IHEU president, Sonja Eggerickx said, “Humanists will miss Leo’s work in Africa, and Africa will miss Leo’s work for Humanism. He has been a true champion of Humanism, even risking his life to save the victims of religious abuse. I’ve lost count of the times he has taken a stand for Humanism only to be paid back with arrests and beatings. We have never been able to thank him enough for his inspiring leadership and courage, but perhaps his best reward is to know that his work will continue in the form of dozens of activist Humanist groups across Africa who have been inspired by his wonderful work.”
Leo Igwe first contacted IHEU in the 1990s after he formed the Nigerian Humanist Movement, and he attended the 14th World Humanist Congress in Mumbai, India, in 1999. He went on to help organize IHEU conferences in Uganda and Nigeria in 2004.
In May 2007, IHEU hired Igwe as part of its push to help take Humanism in Africa to the next level. Igwe worked alongside Deo Ssekitooleko, IHEU’s Representative for East Africa, who is based in Uganda.
Since he started working for IHEU, Igwe has greatly boosted the presence, visibility, and influence of Humanism in Africa. Igwe’s work to start new Humanist organizations, and to nurture and strengthen fledgling groups, has helped the growth of organized Humanism in Malawi, Uganda, Nigeria, South Africa, Gambia, Senegal, Benin, and Ghana.
Igwe worked for the IHEU to gain observer status at the African Commission on Human and Peoples’ Rights, which is part of the African Union. Igwe has been a frequent contributor to meetings of the African Commission, adding a secular voice to African debates on human rights.
The visibility of Humanism in Africa has risen dramatically, thanks to Igwe’s work. His articles and activities are frequently featured in newspapers in Nigeria and across Africa. And his work combatting witch hunts, especially in Nigeria and Malawi, has been featured on TV and radio in Europe and as far afield as Australia and North America.

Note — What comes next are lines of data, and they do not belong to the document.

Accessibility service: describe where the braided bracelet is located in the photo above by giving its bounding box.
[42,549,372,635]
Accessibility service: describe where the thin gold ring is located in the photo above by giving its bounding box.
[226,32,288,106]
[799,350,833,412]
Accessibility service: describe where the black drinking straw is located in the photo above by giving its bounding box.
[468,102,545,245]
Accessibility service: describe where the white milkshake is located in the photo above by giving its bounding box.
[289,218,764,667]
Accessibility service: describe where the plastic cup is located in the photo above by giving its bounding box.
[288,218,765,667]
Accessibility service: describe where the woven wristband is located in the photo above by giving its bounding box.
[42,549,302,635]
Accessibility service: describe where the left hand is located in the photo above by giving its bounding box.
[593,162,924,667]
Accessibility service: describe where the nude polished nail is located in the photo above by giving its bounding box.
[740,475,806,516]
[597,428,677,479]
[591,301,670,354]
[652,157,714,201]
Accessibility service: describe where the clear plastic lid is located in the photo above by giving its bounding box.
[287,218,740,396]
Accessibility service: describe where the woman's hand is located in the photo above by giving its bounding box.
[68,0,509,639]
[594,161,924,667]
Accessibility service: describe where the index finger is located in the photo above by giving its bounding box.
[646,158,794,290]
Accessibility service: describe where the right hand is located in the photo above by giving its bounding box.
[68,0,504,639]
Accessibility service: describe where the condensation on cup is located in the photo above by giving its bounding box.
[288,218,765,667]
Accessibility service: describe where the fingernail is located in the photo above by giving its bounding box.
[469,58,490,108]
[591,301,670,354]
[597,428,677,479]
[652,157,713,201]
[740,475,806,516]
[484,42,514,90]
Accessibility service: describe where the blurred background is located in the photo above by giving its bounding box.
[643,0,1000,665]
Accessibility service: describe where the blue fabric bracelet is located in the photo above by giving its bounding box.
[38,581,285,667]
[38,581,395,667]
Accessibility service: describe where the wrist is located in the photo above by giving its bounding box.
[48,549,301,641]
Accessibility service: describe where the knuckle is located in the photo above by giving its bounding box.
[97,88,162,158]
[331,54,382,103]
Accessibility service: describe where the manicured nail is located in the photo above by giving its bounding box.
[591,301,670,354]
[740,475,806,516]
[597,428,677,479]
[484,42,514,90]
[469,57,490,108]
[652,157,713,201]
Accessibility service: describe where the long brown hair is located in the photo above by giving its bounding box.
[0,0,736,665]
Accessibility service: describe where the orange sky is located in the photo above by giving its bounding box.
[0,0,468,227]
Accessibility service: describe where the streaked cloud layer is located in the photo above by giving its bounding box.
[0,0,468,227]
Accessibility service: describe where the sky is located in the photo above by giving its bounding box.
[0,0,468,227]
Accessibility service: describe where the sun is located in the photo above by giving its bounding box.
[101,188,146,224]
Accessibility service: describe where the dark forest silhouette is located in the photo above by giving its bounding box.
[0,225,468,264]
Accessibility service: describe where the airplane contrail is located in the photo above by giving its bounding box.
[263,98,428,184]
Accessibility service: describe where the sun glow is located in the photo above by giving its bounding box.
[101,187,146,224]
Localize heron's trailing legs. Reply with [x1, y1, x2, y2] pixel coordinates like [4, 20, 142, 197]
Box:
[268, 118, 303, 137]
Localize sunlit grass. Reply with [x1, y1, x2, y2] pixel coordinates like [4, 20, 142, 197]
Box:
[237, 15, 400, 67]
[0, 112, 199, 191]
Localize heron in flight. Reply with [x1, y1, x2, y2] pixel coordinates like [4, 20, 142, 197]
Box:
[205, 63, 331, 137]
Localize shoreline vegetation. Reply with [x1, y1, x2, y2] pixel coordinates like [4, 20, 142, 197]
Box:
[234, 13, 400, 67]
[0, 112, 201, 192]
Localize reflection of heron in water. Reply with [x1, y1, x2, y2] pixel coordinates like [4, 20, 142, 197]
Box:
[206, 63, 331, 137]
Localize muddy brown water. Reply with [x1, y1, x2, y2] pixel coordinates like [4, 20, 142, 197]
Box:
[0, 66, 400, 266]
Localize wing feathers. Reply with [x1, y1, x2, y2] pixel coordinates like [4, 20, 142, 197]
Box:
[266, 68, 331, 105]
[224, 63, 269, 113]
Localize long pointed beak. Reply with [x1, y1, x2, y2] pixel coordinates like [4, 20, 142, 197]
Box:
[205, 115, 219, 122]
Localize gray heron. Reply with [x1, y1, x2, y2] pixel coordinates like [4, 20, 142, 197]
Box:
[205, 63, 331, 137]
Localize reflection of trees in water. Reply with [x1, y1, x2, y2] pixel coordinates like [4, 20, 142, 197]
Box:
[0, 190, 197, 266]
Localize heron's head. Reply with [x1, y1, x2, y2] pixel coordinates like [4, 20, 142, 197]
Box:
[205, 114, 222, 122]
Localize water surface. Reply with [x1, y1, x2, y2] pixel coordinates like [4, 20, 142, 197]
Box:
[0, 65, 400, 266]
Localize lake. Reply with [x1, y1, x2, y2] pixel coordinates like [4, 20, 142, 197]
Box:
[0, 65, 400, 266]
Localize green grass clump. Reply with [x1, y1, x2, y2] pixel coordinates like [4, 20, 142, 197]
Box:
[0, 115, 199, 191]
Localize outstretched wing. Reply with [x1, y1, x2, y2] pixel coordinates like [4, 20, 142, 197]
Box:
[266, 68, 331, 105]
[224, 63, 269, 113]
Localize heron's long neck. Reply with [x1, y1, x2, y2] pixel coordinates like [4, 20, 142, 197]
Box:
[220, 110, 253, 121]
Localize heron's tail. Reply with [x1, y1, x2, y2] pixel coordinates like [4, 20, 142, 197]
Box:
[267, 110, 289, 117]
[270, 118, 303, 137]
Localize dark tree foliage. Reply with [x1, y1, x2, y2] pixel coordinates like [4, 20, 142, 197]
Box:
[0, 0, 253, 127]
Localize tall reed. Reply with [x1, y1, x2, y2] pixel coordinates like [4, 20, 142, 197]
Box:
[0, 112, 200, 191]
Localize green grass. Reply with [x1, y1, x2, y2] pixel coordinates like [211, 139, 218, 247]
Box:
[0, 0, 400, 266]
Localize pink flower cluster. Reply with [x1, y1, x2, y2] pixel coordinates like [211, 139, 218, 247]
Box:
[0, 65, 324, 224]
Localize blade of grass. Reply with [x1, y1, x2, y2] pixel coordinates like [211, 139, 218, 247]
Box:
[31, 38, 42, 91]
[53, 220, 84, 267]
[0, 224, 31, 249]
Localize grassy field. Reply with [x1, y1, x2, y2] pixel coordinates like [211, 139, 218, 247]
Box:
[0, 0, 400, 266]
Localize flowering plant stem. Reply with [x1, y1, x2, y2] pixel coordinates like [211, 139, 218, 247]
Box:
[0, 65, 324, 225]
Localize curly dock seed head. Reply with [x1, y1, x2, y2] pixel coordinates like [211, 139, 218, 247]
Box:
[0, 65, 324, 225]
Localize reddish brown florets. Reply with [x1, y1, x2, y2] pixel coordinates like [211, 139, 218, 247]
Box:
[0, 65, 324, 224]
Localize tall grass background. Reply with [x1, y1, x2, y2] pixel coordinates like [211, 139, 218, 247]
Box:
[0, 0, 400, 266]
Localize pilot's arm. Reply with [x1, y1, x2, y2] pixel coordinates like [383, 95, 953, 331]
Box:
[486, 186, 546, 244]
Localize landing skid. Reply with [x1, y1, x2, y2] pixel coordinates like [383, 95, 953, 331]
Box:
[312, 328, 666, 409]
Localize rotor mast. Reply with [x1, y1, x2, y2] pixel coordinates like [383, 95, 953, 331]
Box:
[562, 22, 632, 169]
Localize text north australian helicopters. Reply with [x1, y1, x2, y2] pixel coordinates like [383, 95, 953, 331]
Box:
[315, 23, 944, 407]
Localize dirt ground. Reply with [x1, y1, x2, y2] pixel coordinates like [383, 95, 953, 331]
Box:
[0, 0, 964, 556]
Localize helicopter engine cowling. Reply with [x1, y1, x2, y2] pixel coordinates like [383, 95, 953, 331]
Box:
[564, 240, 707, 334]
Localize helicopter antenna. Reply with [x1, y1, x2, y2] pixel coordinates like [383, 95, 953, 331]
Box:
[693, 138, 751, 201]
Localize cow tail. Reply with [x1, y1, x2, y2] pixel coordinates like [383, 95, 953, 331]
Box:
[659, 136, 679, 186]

On several occasions, Igwe has personally saved children who have been beaten, raped and faced death because they have been accused of witchcraft. It is to build on his work to combat witch hunts that Igwe is moving to the University of Bayreuth in Germany, starting October 2011.
Igwe said, “I wish to thank IHEU for giving me this opportunity to serve and to contribute to the furtherance of the Humanist cause in Africa. These past few years of working for IHEU will remain some of the best moments of my life. I never thought that IHEU would operate in this way in Africa in my life time. In spite of my research program, I will remain active and involved in IHEU activities and in promoting humanism in Africa.”